The Off Weeks is an upcoming American drama television miniseries created by Alissa Nutting and Dean Bakopoulos for Apple TV, starring Jessica Chastain and Ben Stiller. The project originated with an original, semi-autobiographical pilot script from Bakopoulos.

==Premise==
When divorce throws writing professor Gus Adler's life into chaos, he struggles to hold things together during "on weeks" when he has custody of his kids. But in his "off weeks", he's falling dangerously in love with Stella West, a mysterious woman whose arrival puts Gus' on-week duties and off-week ambitions on a fatal collision course.

==Cast==
===Main===
- Jessica Chastain as Stella West
- Ben Stiller as Gus Adler
- Arian Moayed as Angelo
- Annaleigh Ashford as Jade
- Richard Gere as Jonathan
- John Cho

===Recurring===
- Zoë Winters as Jenny Adler
- Ravi Patel as Drew
- Will Yun Lee as Willy
- Tony Macht as Kel
- Tom Francis

==Production==
It was announced in September 2025 that Apple TV has greenlit the series from creators Alissa Nutting and Dean Bakopoulos, with Michael Showalter set to serve as director.
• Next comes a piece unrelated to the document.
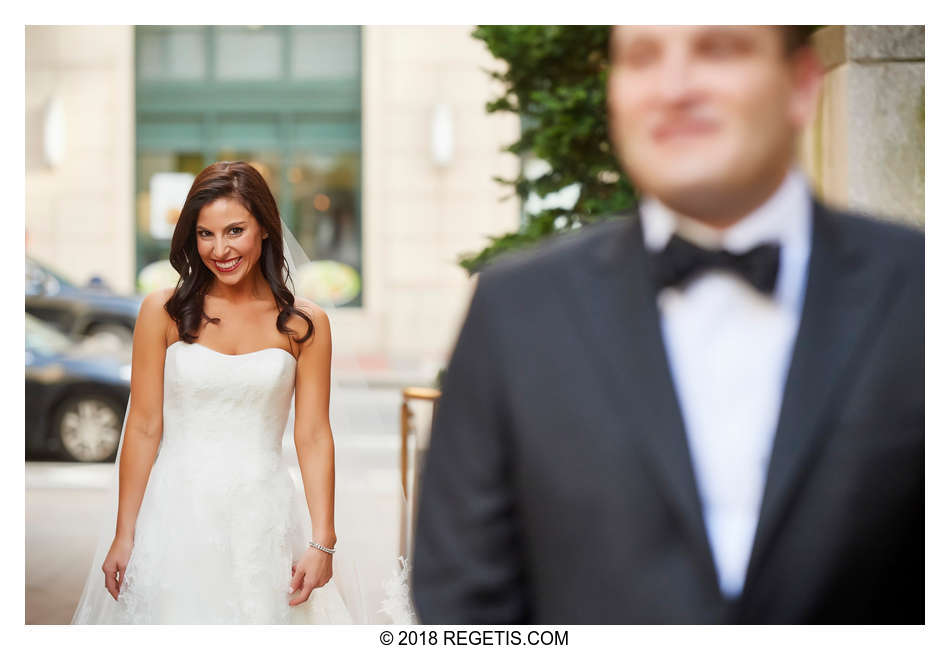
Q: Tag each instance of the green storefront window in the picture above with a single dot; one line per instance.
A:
(287, 99)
Jessica Chastain and Ben Stiller were cast to star. Richard Gere, Arian Moayed, Annaleigh Ashford would be announced to join the cast throughout January 2026. In February, John Cho, Zoë Winters, Ravi Patel, Will Yun Lee and Tony Macht were cast in recurring roles. Tom Francis joined the cast in May. The cast also includes Harlow Jane.

Scenes for the series were shot in New Rochelle, New York in late February 2026. Production also occurred at the Mediapro Studios in Westchester, New York.

Production officially wrapped in May 2026.